In most cases, the procedure is performed under general anesthesia, and
there are several techniques a surgeon may use, depending on the
patient's symptoms and/or aesthetic desires:


  • Inferior pedicle approach: Also known as the
    keyhole technique, this approach removes excess tissue, fat, and skin
    via an anchor-shaped incision that circles the areola and extends
    downward. The nipple and areola are placed into a higher position, in
    proportion with the patient's new breast size and shape. This approach
    can be especially effective for women with very large and droopy
    breasts.

  • Vertical scar approach: With the vertical scar
    approach, also known as short scar breast reduction, the surgeon uses a
    lollipop-shaped incision without horizontal incisions. According to
    some experts, this technique results in less noticeable scarring, a
    more natural shape, and better results over time than the inferior
    pedicle approach.

  • Liposuction-only approach: For women who require a
    minor size reduction or simply want to correct an asymmetry, the
    liposuction-only technique may be suitable. With this approach, fat is
    removed through a hollow tube and suction device. Compared with other
    forms of reduction mammaplasty, this technique offers minimal scarring,
    less trauma to the breasts, and quicker recovery.




15 Questions to Ask Your Cosmetic Surgeon


As with any
cosmetic surgery, a breast reduction generally begins with a
consultation. At that time, you should discuss your symptoms and ask
for a detailed summary of the procedure, the results you can expect,
and the amount of scarring that will likely result. Remember to be as
specific as possible about the size and shape you'd like to achieve.
All too often, a patient says that she wants to be a certain cup size,
but her understanding of that size and the surgeon's may be quite
different.


In addition, be sure to ask the following questions:

1. How many of breast reductions do you perform each year?
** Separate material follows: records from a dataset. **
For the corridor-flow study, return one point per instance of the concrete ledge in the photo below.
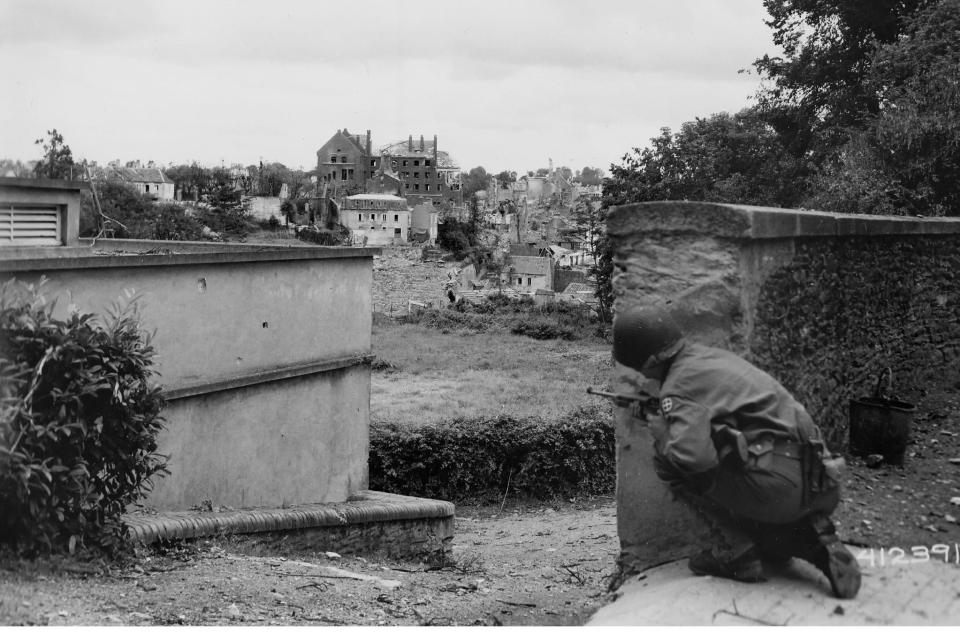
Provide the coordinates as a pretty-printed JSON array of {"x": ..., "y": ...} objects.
[
  {"x": 757, "y": 222},
  {"x": 365, "y": 509},
  {"x": 798, "y": 594},
  {"x": 133, "y": 253}
]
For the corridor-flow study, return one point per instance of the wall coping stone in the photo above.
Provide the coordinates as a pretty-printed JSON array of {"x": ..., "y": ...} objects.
[
  {"x": 739, "y": 221},
  {"x": 128, "y": 253},
  {"x": 44, "y": 183},
  {"x": 365, "y": 507}
]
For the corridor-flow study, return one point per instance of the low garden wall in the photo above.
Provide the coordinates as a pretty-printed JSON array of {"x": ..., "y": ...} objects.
[{"x": 824, "y": 302}]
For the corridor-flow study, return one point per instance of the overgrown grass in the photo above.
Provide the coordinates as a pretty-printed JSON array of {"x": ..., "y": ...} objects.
[
  {"x": 498, "y": 313},
  {"x": 487, "y": 458},
  {"x": 427, "y": 376}
]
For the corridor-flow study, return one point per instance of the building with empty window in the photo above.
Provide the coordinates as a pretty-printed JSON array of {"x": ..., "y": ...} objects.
[
  {"x": 528, "y": 274},
  {"x": 426, "y": 172},
  {"x": 150, "y": 181},
  {"x": 377, "y": 219}
]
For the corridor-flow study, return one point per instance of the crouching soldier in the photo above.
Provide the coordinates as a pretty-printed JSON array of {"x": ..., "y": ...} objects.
[{"x": 738, "y": 448}]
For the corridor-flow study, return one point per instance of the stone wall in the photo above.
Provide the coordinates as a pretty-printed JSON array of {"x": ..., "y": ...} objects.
[{"x": 824, "y": 302}]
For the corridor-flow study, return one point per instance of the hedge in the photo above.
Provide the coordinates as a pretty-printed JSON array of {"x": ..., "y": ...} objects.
[
  {"x": 483, "y": 459},
  {"x": 79, "y": 418}
]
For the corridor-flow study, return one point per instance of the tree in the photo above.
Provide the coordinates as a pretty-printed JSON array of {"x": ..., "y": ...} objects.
[
  {"x": 590, "y": 176},
  {"x": 14, "y": 169},
  {"x": 130, "y": 214},
  {"x": 477, "y": 179},
  {"x": 816, "y": 92},
  {"x": 57, "y": 159},
  {"x": 193, "y": 181},
  {"x": 506, "y": 177},
  {"x": 906, "y": 157}
]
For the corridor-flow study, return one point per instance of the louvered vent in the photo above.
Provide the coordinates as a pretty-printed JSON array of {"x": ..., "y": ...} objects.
[{"x": 30, "y": 226}]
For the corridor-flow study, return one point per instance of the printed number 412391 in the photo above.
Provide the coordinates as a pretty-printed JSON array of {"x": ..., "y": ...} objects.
[{"x": 896, "y": 555}]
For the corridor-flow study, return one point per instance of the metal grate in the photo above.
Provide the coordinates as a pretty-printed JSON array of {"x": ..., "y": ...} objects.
[{"x": 31, "y": 226}]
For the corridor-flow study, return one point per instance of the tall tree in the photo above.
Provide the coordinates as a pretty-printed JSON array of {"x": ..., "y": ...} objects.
[
  {"x": 722, "y": 158},
  {"x": 477, "y": 179},
  {"x": 906, "y": 157},
  {"x": 57, "y": 157},
  {"x": 816, "y": 91},
  {"x": 590, "y": 176}
]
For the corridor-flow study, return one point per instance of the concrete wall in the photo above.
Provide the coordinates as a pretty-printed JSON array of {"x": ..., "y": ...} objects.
[
  {"x": 260, "y": 350},
  {"x": 62, "y": 193},
  {"x": 824, "y": 302},
  {"x": 263, "y": 208}
]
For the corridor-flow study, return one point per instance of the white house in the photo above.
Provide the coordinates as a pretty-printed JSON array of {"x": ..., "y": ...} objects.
[{"x": 380, "y": 218}]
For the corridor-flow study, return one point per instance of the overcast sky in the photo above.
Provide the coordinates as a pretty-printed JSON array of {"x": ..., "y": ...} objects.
[{"x": 504, "y": 84}]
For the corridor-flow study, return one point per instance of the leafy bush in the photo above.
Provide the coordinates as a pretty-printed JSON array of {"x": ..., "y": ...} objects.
[
  {"x": 78, "y": 423},
  {"x": 450, "y": 320},
  {"x": 541, "y": 328},
  {"x": 133, "y": 215},
  {"x": 485, "y": 458}
]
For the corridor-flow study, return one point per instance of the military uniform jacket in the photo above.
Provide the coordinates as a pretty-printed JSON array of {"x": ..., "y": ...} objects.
[{"x": 706, "y": 388}]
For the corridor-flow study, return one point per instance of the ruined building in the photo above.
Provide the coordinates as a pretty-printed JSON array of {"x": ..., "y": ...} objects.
[{"x": 416, "y": 170}]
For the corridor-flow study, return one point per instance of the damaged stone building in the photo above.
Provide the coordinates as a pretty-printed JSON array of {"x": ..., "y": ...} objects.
[{"x": 417, "y": 170}]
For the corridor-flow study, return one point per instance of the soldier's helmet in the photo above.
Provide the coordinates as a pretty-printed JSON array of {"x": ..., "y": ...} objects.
[{"x": 640, "y": 333}]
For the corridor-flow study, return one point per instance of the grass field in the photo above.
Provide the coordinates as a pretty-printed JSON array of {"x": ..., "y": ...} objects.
[{"x": 437, "y": 376}]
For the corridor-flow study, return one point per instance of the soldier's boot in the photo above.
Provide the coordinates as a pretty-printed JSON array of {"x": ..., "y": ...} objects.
[
  {"x": 832, "y": 558},
  {"x": 744, "y": 568}
]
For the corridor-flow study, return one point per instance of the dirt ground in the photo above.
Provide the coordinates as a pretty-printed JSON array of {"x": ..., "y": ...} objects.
[{"x": 543, "y": 565}]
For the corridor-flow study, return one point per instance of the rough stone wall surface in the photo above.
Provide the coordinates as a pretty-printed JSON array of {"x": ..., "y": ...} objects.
[
  {"x": 424, "y": 538},
  {"x": 562, "y": 278},
  {"x": 845, "y": 309},
  {"x": 399, "y": 276},
  {"x": 698, "y": 274}
]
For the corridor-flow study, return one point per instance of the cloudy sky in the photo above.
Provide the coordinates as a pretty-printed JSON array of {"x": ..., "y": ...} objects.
[{"x": 504, "y": 84}]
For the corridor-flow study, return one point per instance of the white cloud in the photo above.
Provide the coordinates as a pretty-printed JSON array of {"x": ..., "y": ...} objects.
[{"x": 503, "y": 84}]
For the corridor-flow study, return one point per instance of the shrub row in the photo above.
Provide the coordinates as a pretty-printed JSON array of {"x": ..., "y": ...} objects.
[{"x": 483, "y": 459}]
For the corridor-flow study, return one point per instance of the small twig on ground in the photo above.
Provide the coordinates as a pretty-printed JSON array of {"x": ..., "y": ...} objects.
[
  {"x": 505, "y": 492},
  {"x": 161, "y": 569},
  {"x": 359, "y": 579},
  {"x": 736, "y": 613},
  {"x": 517, "y": 603},
  {"x": 577, "y": 575}
]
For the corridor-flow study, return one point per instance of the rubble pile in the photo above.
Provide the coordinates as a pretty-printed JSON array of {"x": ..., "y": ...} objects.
[{"x": 399, "y": 276}]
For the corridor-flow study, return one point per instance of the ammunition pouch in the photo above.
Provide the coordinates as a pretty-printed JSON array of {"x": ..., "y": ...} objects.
[{"x": 821, "y": 469}]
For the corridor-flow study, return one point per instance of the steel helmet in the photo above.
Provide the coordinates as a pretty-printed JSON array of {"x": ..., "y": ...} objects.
[{"x": 640, "y": 333}]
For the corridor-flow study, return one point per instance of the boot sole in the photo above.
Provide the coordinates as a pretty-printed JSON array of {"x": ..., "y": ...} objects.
[{"x": 842, "y": 570}]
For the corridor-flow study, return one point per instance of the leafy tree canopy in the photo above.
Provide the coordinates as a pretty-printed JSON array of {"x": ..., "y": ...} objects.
[{"x": 722, "y": 158}]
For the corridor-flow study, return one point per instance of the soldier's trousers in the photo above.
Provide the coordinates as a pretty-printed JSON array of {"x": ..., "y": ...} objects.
[{"x": 762, "y": 505}]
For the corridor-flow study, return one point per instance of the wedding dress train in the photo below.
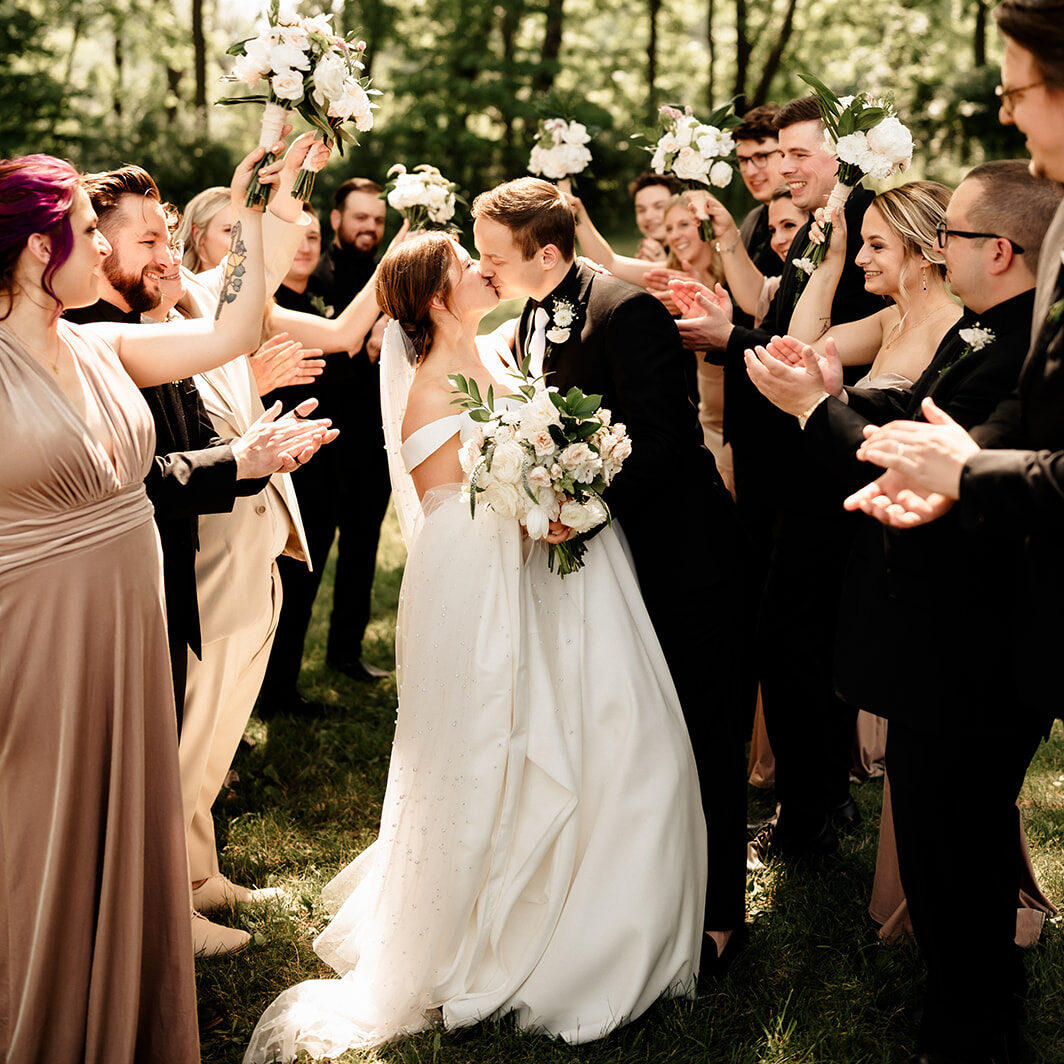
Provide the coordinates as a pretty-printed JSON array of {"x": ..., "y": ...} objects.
[{"x": 542, "y": 847}]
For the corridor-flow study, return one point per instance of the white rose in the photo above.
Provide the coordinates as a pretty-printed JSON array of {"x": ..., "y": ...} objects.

2. How many years have you spent performing breast reductions?

3. Are you board certified, and if so, with which board(s)?

4. In which states are you licensed to practice surgery?

5. What are the risks and complications associated with this procedure?

6. How many additional operations can I expect as a result of this procedure over my lifetime?

7. What are my options if I'm dissatisfied with the outcome of my breast reduction?

8. If I'm unhappy with the results, is it possible to reverse the procedure? If so, what results can I expect?

9. Will this surgery have any functional repercussions?

10. How can I expect my results to look over time?

11. What alternate procedures or products are available if I choose not to have this surgery?

12. Do you have before-and-after photos I can look at, and which of those results are reasonable for me to expect?

13. What's the most common complication you encounter with this procedure?

14. What's your reoperation rate, and what's the most common type of reoperation you perform?

15. Do you believe I'm an informed patient with realistic expectations who would be a good candidate for this procedure?



 

Breast Reduction Financing Options 





The costs of reduction mammaplasty vary depending on location, surgeon,
and technique, but according to the ASPS, the national average surgeon
fee is $5,550. Keep in mind that this amount does not include costs
associated with the surgical facility, anesthesia, medical tests,
prescriptions, or surgical garments.



Although some insurance companies cover breast reduction surgery, it
must be viewed as a medical necessity, as opposed to cosmetic, and the
criteria for this may vary depending on the company. So be sure to
check your policy first. If your policy doesn't cover the procedure, or
if you don't have health insurance, there may be other options
available. Financial institutions, such as Capital One, offer
health-care loans specifically designed for cosmetic surgery patients.